Fused filament fabrication (FFF) is one of the most popular additive manufacturing (AM) technologies due to its ability to build thermoplastic parts with complex geometries at low cost. The FFF technique has been mainly used for rapid prototyping owing to the poor mechanical and geometrical properties of pure thermoplastic parts. However, both the development of new fibre-reinforced filaments with improved mechanical properties, and more accurate composite 3D printers have broadened the scope of FFF applications to functional components. FFF is a complex process with a large number of parameters influencing product quality and mechanical properties, and the effects of the combined parameters are usually difficult to evaluate. An array of parameter combinations has been analysed for improving the mechanical performance of thermoplastic parts such as layer thickness, build orientation, raster angle, raster width, air gap, infill density and pattern, fibre volume fraction, fibre layer location, fibre orientation and feed rate.

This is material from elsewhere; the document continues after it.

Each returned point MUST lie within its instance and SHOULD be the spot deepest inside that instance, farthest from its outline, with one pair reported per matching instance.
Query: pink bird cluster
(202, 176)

This study aims to assess the effects of nozzle diameter on the mechanical performance and the geometric properties of 3D printed short carbon fibre-reinforced composites processed by the FFF technique.

Tensile and three-point bending tests were performed to characterise the mechanical response of the 3D printed composite samples. The dimensional accuracy, the flatness error and surface roughness of the printed specimens were also evaluated. Moreover, manufacturing costs, which are related to printing time, were evaluated. Finally, scanning electron microscopy images of the printed samples were analysed to estimate the porosity as a function of the nozzle diameter and to justify the effect of nozzle diameter on dimensional accuracy and surface roughness.

The effect of nozzle diameter on the mechanical and geometric quality of 3D printed composite samples was significant. In addition, large nozzle diameters tended to increase mechanical performance and enhance surface roughness, with a reduction in manufacturing costs. In contrast, 3D printed composite samples with small nozzle diameter exhibited higher geometric accuracy. However, the effect of nozzle diameter on the flatness error and surface roughness was of slight significance. Finally, some print guidelines are included.

The effect of nozzle diameter, which is directly related to product quality and manufacturing costs, has not been extensively studied. The presented study provides more information regarding the dependence of the mechanical, microstructural and geometric properties of short carbon fibre-reinforced nylon composite components on nozzle diameter.